Suppose there are $K$ independent boxes, each of which has the same number of different colored balls, denoted as $N$. For the first case, we assume the colors of the balls in the $K$ boxes are the same. For the second case, we assume that the balls in the $K$ boxes are of different colors. For an example, the possible colors of balls are $\{\text{ red} ,\text{blue} ,\text{green} \}$. Assume that each box is of size $2$. Then, for the first case, each box is of balls $\{\text{ red} ,\text{blue} \}$. They are symmetric. For the second case, an example is $\{\text{red} ,\text{blue} \},\{\text{red} ,\text{green} \} $ and $ \{\text{blue} , \text{green} \}$. There is no necessity for the color permutation. But they are asymmetric.

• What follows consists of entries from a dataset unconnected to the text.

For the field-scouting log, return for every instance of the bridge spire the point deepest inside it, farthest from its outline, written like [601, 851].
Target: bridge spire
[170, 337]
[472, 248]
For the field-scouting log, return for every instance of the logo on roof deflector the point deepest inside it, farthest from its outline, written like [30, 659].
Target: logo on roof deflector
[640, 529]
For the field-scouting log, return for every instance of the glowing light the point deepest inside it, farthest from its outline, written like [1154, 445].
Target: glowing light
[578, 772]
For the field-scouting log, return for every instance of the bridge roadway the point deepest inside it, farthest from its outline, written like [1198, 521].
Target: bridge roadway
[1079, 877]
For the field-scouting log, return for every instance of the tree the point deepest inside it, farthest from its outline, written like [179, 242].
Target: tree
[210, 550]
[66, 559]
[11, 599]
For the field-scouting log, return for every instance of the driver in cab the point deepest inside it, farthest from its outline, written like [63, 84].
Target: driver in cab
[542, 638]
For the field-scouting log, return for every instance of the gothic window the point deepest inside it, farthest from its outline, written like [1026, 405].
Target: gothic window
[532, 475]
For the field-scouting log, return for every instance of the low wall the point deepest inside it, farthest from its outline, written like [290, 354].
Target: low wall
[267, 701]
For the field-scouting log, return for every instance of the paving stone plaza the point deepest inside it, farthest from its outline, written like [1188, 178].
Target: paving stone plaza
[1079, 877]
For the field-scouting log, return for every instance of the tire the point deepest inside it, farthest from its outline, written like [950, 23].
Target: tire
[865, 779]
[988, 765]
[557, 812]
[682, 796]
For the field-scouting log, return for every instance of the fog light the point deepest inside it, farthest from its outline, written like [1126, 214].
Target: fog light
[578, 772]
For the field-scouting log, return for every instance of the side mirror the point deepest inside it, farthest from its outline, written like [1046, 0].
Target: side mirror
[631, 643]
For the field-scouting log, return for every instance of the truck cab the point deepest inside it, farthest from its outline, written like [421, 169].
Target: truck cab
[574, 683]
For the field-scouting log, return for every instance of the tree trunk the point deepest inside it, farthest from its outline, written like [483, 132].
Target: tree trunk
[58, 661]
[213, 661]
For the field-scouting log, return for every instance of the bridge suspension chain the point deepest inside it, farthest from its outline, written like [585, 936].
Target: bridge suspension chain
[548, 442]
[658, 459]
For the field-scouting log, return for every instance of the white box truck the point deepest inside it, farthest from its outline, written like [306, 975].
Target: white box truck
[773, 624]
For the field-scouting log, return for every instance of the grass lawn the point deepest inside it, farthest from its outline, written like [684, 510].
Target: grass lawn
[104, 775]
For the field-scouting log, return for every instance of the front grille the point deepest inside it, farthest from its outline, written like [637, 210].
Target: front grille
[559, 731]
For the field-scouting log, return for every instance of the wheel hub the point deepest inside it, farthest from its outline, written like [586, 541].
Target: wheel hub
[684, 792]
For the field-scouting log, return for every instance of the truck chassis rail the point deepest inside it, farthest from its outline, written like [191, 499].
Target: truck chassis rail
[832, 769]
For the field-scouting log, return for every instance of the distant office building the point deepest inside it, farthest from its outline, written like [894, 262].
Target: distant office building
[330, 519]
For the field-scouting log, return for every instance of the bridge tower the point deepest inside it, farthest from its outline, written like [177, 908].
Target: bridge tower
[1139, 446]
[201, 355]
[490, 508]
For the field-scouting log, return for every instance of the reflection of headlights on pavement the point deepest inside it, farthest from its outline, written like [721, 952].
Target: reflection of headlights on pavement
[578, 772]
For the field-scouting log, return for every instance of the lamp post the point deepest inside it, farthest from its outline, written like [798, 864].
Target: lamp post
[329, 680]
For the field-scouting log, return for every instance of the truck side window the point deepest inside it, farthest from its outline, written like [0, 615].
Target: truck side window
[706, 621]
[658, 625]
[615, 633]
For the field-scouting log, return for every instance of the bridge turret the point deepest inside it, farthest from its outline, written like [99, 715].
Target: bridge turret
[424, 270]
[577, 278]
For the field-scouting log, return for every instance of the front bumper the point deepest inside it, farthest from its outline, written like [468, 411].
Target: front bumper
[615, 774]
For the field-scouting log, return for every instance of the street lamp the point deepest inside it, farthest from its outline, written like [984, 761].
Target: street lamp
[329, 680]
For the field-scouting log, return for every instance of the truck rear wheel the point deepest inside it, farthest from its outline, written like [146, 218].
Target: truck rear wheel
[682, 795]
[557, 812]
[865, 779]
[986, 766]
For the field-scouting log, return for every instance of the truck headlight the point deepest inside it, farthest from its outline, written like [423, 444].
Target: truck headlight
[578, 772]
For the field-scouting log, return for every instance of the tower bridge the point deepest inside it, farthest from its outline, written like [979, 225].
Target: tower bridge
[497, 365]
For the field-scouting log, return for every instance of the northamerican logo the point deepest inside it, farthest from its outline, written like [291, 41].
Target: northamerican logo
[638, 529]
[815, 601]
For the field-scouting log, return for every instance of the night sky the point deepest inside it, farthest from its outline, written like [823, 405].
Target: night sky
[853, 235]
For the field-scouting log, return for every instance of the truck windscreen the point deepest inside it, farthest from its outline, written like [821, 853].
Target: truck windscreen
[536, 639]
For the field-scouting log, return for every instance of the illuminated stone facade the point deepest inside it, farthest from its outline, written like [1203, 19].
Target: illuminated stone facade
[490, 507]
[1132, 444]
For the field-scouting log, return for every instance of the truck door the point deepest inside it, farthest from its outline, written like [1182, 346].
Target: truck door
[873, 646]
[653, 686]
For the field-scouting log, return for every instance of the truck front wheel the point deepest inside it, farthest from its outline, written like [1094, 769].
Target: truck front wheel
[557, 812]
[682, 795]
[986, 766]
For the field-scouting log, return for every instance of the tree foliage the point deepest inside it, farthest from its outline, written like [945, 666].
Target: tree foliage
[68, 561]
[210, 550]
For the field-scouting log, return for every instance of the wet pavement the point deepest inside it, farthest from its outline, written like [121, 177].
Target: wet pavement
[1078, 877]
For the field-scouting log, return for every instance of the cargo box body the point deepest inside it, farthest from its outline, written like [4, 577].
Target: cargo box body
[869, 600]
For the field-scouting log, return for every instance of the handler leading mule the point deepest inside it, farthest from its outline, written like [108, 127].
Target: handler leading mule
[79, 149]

Consider the experiment where each time we pick a single ball from each box randomly and get $K$ colored balls totally. Then, we would like to compare the expected number of colors for the $K$ colored balls, denoted as $\{B_1,B_2\}$, picked independently from the $K$ boxes under the above mentioned two cases. Intuitively, $B_1 \le B_2$. I have demonstrated it when $K = 2$. However, when $K$ goes larger, the case becomes more complicated. I am still confused by how to prove it theoretically.
Any references or approximations would be appreciated. Thanks a lot!

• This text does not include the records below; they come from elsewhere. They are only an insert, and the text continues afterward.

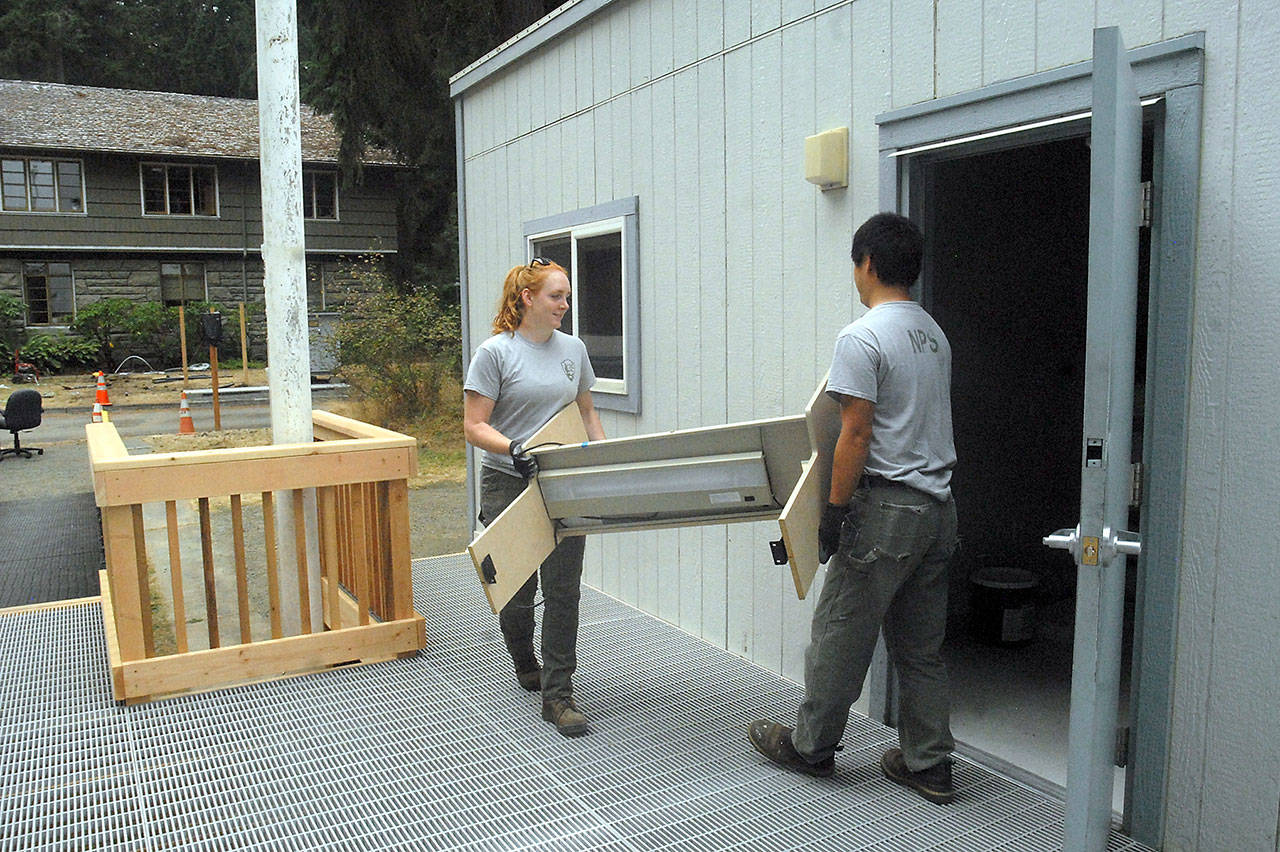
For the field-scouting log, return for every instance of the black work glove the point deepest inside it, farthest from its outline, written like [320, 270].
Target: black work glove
[828, 531]
[525, 463]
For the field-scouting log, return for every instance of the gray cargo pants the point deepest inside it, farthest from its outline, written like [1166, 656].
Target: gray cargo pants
[891, 569]
[562, 582]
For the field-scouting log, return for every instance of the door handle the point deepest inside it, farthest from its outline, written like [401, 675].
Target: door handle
[1066, 540]
[1124, 541]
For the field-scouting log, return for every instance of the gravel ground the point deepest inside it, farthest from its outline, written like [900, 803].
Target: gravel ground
[438, 512]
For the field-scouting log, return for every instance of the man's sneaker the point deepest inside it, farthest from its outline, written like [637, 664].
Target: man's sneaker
[773, 741]
[932, 783]
[565, 715]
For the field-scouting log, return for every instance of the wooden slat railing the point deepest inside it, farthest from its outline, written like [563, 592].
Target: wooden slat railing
[359, 475]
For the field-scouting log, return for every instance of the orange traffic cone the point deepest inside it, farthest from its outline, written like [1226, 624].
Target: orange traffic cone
[101, 389]
[184, 424]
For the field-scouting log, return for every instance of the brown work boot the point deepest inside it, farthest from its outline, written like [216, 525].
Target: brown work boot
[932, 783]
[773, 741]
[529, 673]
[565, 715]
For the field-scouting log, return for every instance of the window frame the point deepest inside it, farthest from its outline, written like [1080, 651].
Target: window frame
[191, 186]
[309, 175]
[58, 195]
[182, 282]
[618, 216]
[26, 297]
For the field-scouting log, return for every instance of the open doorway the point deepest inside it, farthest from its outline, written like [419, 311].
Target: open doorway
[1006, 278]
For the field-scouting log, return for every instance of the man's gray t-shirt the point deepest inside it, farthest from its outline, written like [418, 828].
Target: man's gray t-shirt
[897, 357]
[529, 384]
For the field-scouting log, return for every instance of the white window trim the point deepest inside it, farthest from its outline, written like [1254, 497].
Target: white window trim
[616, 225]
[337, 196]
[204, 278]
[218, 189]
[71, 270]
[622, 395]
[82, 211]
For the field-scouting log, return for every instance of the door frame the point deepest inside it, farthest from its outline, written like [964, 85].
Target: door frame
[1041, 106]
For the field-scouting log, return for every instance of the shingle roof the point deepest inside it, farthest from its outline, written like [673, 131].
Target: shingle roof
[86, 118]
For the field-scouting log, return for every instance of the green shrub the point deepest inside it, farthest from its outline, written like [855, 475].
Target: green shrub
[396, 348]
[59, 352]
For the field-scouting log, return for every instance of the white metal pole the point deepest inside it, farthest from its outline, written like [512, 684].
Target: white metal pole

In the first case, the expected number of balls of each colour is $K/N$ where $N$ is both the number of balls in each box and the number of different colours. In the 2nd case, the expected number of balls of each colour is $K/N$ where $N$ is the number of different balls, provided they permutate equally frequently as shown in your example. Assuming the number of colours in case 2 must exceed the number of boxes, as implied, then your inequality must be correct.
This is because as follows:
Let $K$ be the number of boxes. Let $N$ be the number of balls in each box. Let $b_m\in B$ be the list of counts of each distinct colour in the box, such that:$$\sum\limits_{b\in B} b_m=N$$ be the number of distinct colours.

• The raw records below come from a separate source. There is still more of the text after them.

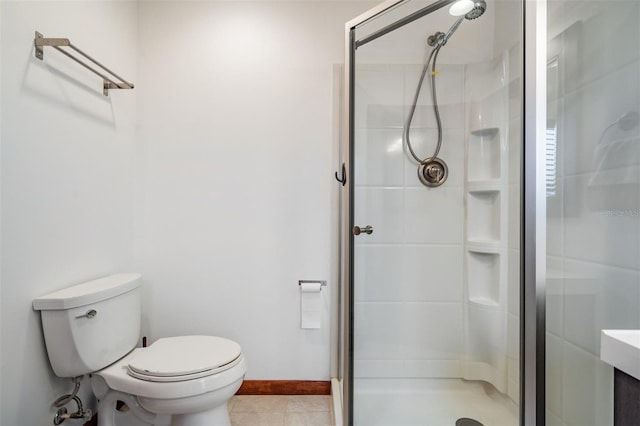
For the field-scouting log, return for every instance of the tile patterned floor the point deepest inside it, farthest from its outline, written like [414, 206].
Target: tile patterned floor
[281, 410]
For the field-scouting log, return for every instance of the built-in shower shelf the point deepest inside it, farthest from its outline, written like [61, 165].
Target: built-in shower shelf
[483, 246]
[484, 302]
[484, 155]
[485, 132]
[483, 215]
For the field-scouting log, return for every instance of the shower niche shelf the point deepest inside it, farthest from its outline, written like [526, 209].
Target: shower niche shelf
[483, 278]
[484, 155]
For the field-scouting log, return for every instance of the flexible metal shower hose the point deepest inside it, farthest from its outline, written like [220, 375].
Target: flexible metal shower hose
[433, 55]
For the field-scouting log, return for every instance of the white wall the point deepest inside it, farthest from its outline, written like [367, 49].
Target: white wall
[236, 174]
[67, 179]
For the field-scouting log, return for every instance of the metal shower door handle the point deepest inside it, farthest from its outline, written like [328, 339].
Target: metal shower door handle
[367, 230]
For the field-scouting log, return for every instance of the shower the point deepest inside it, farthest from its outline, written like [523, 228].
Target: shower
[433, 171]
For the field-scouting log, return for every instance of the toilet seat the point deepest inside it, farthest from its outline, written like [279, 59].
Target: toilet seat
[181, 358]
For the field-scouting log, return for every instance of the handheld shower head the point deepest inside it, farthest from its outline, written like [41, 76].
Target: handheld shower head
[479, 7]
[464, 9]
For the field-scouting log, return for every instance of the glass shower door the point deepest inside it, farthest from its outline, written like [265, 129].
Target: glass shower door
[434, 301]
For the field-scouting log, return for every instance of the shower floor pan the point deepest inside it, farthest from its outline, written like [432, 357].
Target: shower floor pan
[430, 402]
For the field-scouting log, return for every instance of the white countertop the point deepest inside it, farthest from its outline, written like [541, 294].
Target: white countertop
[621, 349]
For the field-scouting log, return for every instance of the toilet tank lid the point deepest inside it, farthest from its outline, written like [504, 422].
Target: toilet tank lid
[88, 292]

Therefore the first case is the special case of the 2nd case in which $b_m=1\forall b\in B$.
In a single draw from a single box, probability colour $m$ is chosen, is $b_m/N$.
In the first case, $b_m=1\forall b\in B$: For one box, so the probability of choosing colour $m$ from a boxis $1/N$
Probability of success or failure is the same for every box so this is a binomial distribution for every colour. In a binomial, $E(X)=np$. We are drawing one from each box so the number of trials is $K$, and probability is $1/N$ so so the expected number is $E(X)=K/N$
Moving on to the 2nd part of the question, when there may be different numbers of each colour in each box. Here we may permit any $b_m\geq 0$, and also potentially different sets $N_p$ for every box. However in the example you give, every permutation of two choices selected from {red, blue, green} is shown. This has he effect that the expected value of each must be equal. Therefore we have:$$\sum\limits_mE(X_m)=E(\sum\limits_m X_m)$$
Therefore for every colour $m$: $$E(X_m)=K/N$$
Where this time, if we use your notation $B$ to replace $N$, is the total number of colours permutated.
Provided you do not permit fewer colours than boxes, which again is implied but not stated in the question, $B\geq N \implies K/B\leq K/N$ so you are correct in your assertion which you stated using $B_n$ that $B_1\leq B_2$.